Das zeigt die Theresienklinik in Bad Krozingen, eine Rehabilitationsklinik für Orthopädie und Kardiologie, die auf die gleichen Wurzeln zurückgeht wie das inzwischen vollständig von der Freiburger Uniklinik übernommene Herzzentrum im gleichen Ort und diesem immer noch in enger Zusammenarbeit verbunden ist.
Die Theresienklinik hat nach Aussage der Geschäftsführung ihren Müll getrennt, seit es in Deutschland die Mülltrennung gibt.

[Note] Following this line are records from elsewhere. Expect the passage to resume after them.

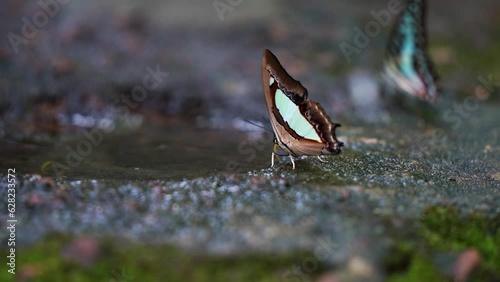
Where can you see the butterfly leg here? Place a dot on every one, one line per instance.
(293, 163)
(322, 160)
(273, 155)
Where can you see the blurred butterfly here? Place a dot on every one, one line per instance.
(407, 65)
(301, 126)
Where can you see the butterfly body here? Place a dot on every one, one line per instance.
(301, 126)
(407, 65)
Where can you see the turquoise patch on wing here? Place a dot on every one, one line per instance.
(296, 121)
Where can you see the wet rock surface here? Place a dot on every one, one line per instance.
(182, 180)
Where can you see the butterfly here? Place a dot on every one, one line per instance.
(301, 126)
(407, 65)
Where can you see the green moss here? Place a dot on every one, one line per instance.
(445, 230)
(421, 269)
(121, 260)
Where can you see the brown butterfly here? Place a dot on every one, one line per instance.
(301, 126)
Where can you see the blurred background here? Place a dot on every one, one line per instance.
(95, 95)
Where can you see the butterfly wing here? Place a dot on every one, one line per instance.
(301, 125)
(407, 64)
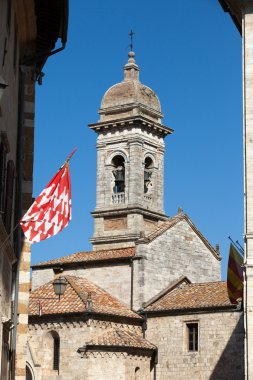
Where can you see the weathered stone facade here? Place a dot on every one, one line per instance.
(130, 162)
(74, 333)
(141, 258)
(221, 347)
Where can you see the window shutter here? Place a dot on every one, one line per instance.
(9, 195)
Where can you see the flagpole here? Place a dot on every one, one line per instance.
(237, 246)
(69, 158)
(8, 237)
(242, 249)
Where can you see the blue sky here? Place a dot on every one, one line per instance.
(189, 53)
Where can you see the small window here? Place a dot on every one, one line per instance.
(192, 336)
(118, 174)
(148, 170)
(56, 357)
(137, 373)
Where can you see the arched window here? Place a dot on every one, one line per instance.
(56, 350)
(118, 171)
(148, 170)
(137, 373)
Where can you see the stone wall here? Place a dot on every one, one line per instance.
(221, 347)
(115, 279)
(41, 277)
(93, 365)
(178, 251)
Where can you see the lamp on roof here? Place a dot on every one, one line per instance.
(59, 285)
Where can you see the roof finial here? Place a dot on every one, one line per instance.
(131, 34)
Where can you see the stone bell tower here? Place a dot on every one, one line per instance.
(130, 163)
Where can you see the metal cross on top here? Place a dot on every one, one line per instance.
(131, 39)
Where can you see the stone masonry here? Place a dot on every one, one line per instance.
(220, 356)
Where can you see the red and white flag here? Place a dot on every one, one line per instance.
(51, 211)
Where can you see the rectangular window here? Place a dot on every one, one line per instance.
(193, 336)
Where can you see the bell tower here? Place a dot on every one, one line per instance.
(130, 163)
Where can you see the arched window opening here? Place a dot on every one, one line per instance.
(137, 373)
(56, 351)
(119, 174)
(148, 170)
(28, 373)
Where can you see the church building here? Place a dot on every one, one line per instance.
(148, 302)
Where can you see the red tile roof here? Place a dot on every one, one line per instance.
(171, 222)
(91, 256)
(121, 338)
(75, 298)
(193, 296)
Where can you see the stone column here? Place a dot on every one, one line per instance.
(247, 31)
(23, 303)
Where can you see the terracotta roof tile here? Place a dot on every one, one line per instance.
(121, 338)
(172, 222)
(193, 296)
(75, 298)
(90, 256)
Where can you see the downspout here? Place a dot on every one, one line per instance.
(155, 361)
(132, 284)
(18, 201)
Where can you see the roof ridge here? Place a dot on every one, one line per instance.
(168, 223)
(122, 335)
(76, 288)
(64, 259)
(172, 285)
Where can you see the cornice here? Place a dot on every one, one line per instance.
(131, 122)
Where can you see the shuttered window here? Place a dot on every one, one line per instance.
(193, 338)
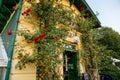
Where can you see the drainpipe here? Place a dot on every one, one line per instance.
(12, 42)
(0, 3)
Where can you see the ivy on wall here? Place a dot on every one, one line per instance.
(54, 23)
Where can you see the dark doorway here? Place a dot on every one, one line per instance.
(71, 66)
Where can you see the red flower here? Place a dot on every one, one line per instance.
(18, 21)
(87, 14)
(14, 8)
(45, 26)
(82, 9)
(28, 10)
(36, 39)
(42, 36)
(9, 32)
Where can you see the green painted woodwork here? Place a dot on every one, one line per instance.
(0, 3)
(5, 11)
(9, 40)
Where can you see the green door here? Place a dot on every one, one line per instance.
(71, 68)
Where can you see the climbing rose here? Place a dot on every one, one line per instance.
(82, 9)
(42, 36)
(9, 32)
(36, 39)
(45, 26)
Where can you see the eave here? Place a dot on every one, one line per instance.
(83, 3)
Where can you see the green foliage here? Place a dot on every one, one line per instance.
(91, 52)
(111, 40)
(54, 26)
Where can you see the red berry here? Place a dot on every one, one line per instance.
(9, 32)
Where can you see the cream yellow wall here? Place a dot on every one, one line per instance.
(27, 24)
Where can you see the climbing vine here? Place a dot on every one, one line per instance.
(54, 24)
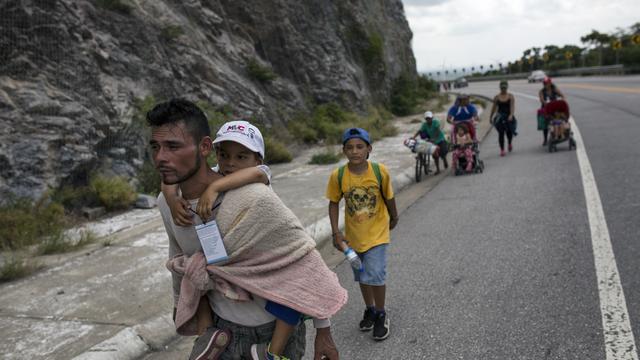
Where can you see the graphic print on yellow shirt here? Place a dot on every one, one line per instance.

Beschränkte sich das zu Beginn auf Papier und Glas, wurde es mit dem Aufkommen der Gelben Säcke um die getrennte Sammlung der Verpackungsmaterialien erweitert.
Hinsichtlich der Mengen kann festgestellt werden, dass inzwischen knapp die Hälfte des Müllvolumens als Wertstoffe in speziellen Behältern auf den Gängen der Klinik getrennt gesammelt wird.
Dass die Restmüllmenge immer noch bei etwa 53 Prozent Anteil am Gesamtabfallaufkommen liegt, ist der Tatsache zuzuschreiben, dass Windeln, Inkontinenzunterlagen und vergleichbare Materialien, die vorwiegend in der Pflege anfallen, über den Restmüll entsorgt werden müssen.
Da die Theresienklinik kein Akutkrankenhaus ist, fällt hier üblicherweise kein infizierter Müll an. Die wenigen Spritzen, die in dieser Klinik anfallen, werden gesondert vom Restmüll gesammelt und entsorgt.